Vista aérea do Rio Jari, no município de Laranjal do Jari, no Sul do Amapá
Jorge Júnior/Rede Amazônica
“São várias razões que explicam essa semelhança. A ligação geográfica é uma delas. Nós temos proximidade, por exemplo, com o Afuá e Chaves -municípios do interior do Pará-. Então, essa dimensão geográfica ajuda nesse vai e vem entre as pessoas. E pessoas não são só corpos, pessoas são pensamentos, são hábitos, é a maneira de se alimentar e crer. Então, esse trânsito de pessoas também é um trânsito cultural por essa proximidade geográfica”, afirmou o professor.
Machado destaca ainda as diferentes Amazônias existentes no norte do país.

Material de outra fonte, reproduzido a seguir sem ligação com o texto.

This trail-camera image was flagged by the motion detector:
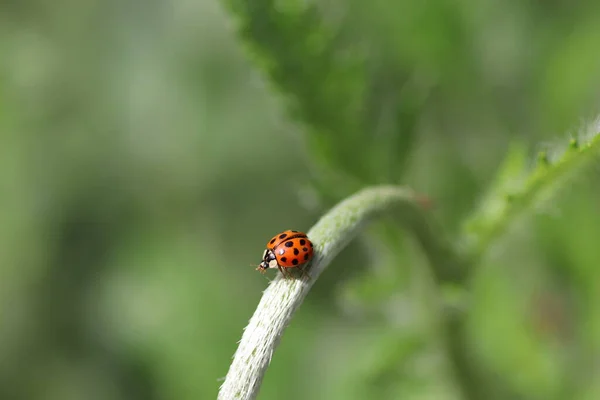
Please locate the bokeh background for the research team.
[0,0,600,400]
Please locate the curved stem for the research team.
[218,186,461,400]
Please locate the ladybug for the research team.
[256,230,313,278]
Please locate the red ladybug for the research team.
[256,230,313,278]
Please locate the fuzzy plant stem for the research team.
[218,186,460,400]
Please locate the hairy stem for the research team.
[218,186,461,400]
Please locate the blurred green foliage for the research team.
[0,0,600,400]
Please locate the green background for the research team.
[0,0,600,400]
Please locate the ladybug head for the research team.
[256,261,269,274]
[256,249,278,273]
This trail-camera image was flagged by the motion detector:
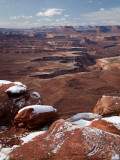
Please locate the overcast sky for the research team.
[0,0,120,28]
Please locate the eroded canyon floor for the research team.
[0,27,120,118]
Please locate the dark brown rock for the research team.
[0,82,42,125]
[90,119,120,135]
[0,93,13,125]
[10,120,120,160]
[14,106,59,129]
[93,96,120,116]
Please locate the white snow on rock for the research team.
[0,80,12,87]
[6,85,26,93]
[18,105,57,114]
[66,113,102,122]
[30,92,40,98]
[13,82,26,88]
[21,131,45,145]
[102,116,120,130]
[72,119,92,126]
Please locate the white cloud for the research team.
[64,14,69,17]
[21,15,33,19]
[88,0,93,3]
[100,8,105,12]
[9,16,19,20]
[9,15,33,20]
[81,7,120,25]
[37,8,63,17]
[0,0,5,2]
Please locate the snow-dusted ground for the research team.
[30,92,40,98]
[72,119,92,126]
[0,80,12,87]
[18,105,57,114]
[66,113,102,122]
[6,85,26,93]
[102,116,120,130]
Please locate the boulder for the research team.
[90,116,120,135]
[0,80,42,125]
[93,96,120,117]
[66,112,102,122]
[9,120,120,160]
[14,105,59,129]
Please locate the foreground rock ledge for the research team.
[0,80,42,126]
[9,120,120,160]
[93,95,120,117]
[14,105,59,129]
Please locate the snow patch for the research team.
[6,85,26,93]
[0,80,12,87]
[66,113,102,122]
[102,116,120,130]
[30,92,40,98]
[72,119,92,126]
[18,105,57,114]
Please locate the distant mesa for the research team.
[58,26,77,33]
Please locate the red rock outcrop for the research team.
[0,80,42,125]
[90,116,120,135]
[93,96,120,117]
[10,120,120,160]
[14,105,59,129]
[0,93,12,125]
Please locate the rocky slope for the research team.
[0,81,120,160]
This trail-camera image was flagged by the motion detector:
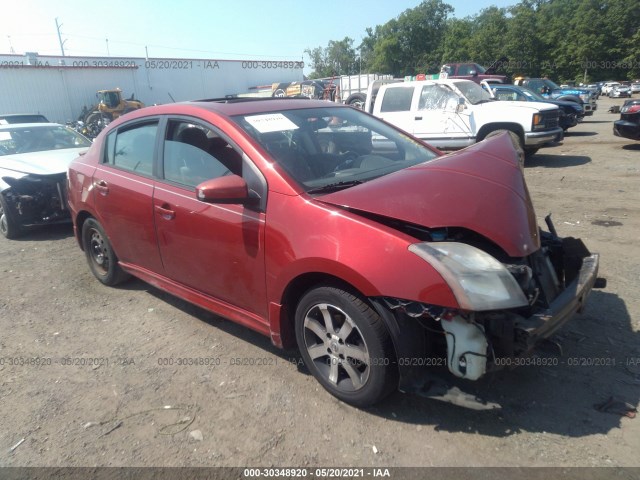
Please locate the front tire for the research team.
[295,286,398,407]
[82,218,129,286]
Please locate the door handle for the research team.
[155,203,176,220]
[93,180,109,196]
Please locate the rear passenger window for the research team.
[105,122,158,176]
[380,87,413,112]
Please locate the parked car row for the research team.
[0,123,91,238]
[613,99,640,140]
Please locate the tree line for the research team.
[305,0,640,83]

A mistura entre os diferentes povos que habitaram esta região por volta de século 19 influencia o que hoje se conhece entre a terra do Tacacá-Pará — e a única capital cortada pela linha imaginária do equador: Macapá.
Do Oiapoque ao Chuí
Durante algumas décadas se pensou que o Oiapoque era o ponto mais ao norte do país, o que foi desmistificado posteriormente – o município de Uiramutá (RR) tem o ponto mais setentrional do Brasil.
Na época surgiu o famoso ditado: “do Oiapoque ao Chuí”, o que fez com que o município amapaense ganhasse pontos turísticos com essas homenagens.
Um dos cartões portais de Oiapoque
Internet/Reprodução
Outra frase conhecida na região é que “quem mora em Oiapoque tem um pé no norte e outro na Europa”, em referência a proximidade com o município francês de São Jorge, na Guiana Francesa.
A ligação entre Oiapoque e a Ponte Binacional fica distante cerca de 600 quilômetros da capital Macapá. Finalizada em 2011, custando cerca de R$ 70 milhões, a ponte sob o Rio Oiapoque é uma cooperação entre o Brasil e a França, com a inauguração em 2017 para a passagem de veículos de passeio.
Ponte binacional na divisa entre o Brasil e a Guiana Francesa, em Oiapoque
Maksuel Martins SECOM/GEA
Além do acesso pela ponte, trabalhadores autônomos fazem a travessia por meio de catraias. Em média, o preço por viagem é de R$ 40. Essa é uma das formas mais populares da travessia, durando cerca de 10 minutos.
A região de Oiapoque concentra cerca de 39 aldeias indígenas e a economia se destaca pela produção de iguarias típicas do norte, como a farinha e tucupi.